Nos sentamos y empezamos a comer. Cuando Malfoy agarró el sandwich, se le resbaló la manga del pijama de seda verde y mi mirada se dirigió de nuevo a su marca. ¿Cómo podía alguien hacer esas atrocidades? Cuando lo miraba así, comiéndose un sándwich relajadamente, no me parecía que fuera una persona capaz de hacer esas cosas. Pero lo es, Hermione. Lo ha hecho. Me invadió un sentimiento extraño esta vez. No de enfado, como antes, sino algo parecido a la tristeza.

Malfoy debió de darse cuenta de mi cara, porque rápidamente bajó el brazo y se bajó la manga, para taparse la marca.

—He intentado quitármela, ¿Sabes? Pero no pude— dijo bajando la mirada.
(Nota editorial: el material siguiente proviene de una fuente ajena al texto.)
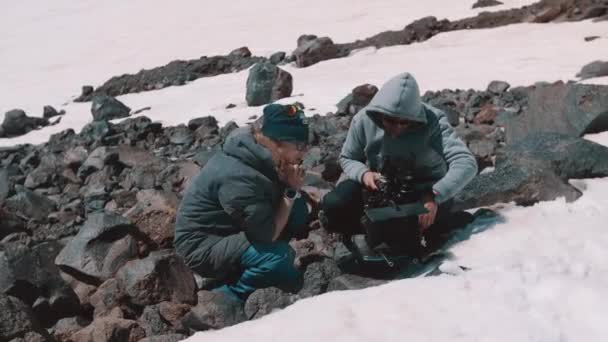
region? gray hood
[366,72,427,127]
[222,127,278,180]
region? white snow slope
[0,0,608,342]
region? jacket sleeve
[433,113,477,203]
[340,116,369,183]
[218,180,275,242]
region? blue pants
[219,198,308,300]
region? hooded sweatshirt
[174,127,283,276]
[340,73,477,203]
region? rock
[80,85,94,97]
[91,95,131,121]
[188,116,219,131]
[453,133,608,211]
[327,274,388,292]
[473,104,498,125]
[137,305,174,336]
[576,61,608,80]
[182,291,247,331]
[2,109,49,137]
[245,287,298,319]
[293,37,339,68]
[268,51,285,65]
[487,81,511,95]
[42,106,65,119]
[139,334,188,342]
[0,168,12,202]
[336,84,378,115]
[80,121,114,144]
[505,82,608,144]
[473,0,502,8]
[55,213,137,285]
[245,62,293,106]
[165,125,194,146]
[297,34,318,47]
[125,190,179,248]
[220,121,239,140]
[90,278,124,318]
[70,317,146,342]
[116,250,196,306]
[0,242,80,323]
[0,294,39,341]
[63,146,89,170]
[158,302,190,326]
[298,258,342,298]
[5,189,56,221]
[50,316,91,341]
[228,46,251,58]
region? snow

Parecía que sentía vergüenza. Pero, ¿Por qué? Es decir, nadie le había obligado a ponérsela. Lo hizo porque quiso. Porque él pensaba esas cosas. Ya se había encargado muy bien de demostrármelo durante los siete años anteriores.

Lo miré de nuevo. Malfoy seguía con la cabeza agachada. Esta vez era él el que parecía un conejito indefenso. Me dieron ganas de reconfortarlo. De acariciarle el pelo y decirle que estaba todo bien. Pero no lo estaba. Esa marca era un recordatorio de ello. De que él pensaba que yo era inferior. Un ser que no merece ni el aire que respira. Así que saqué esos pensamientos de mi cabeza y me encerré en mi habitación.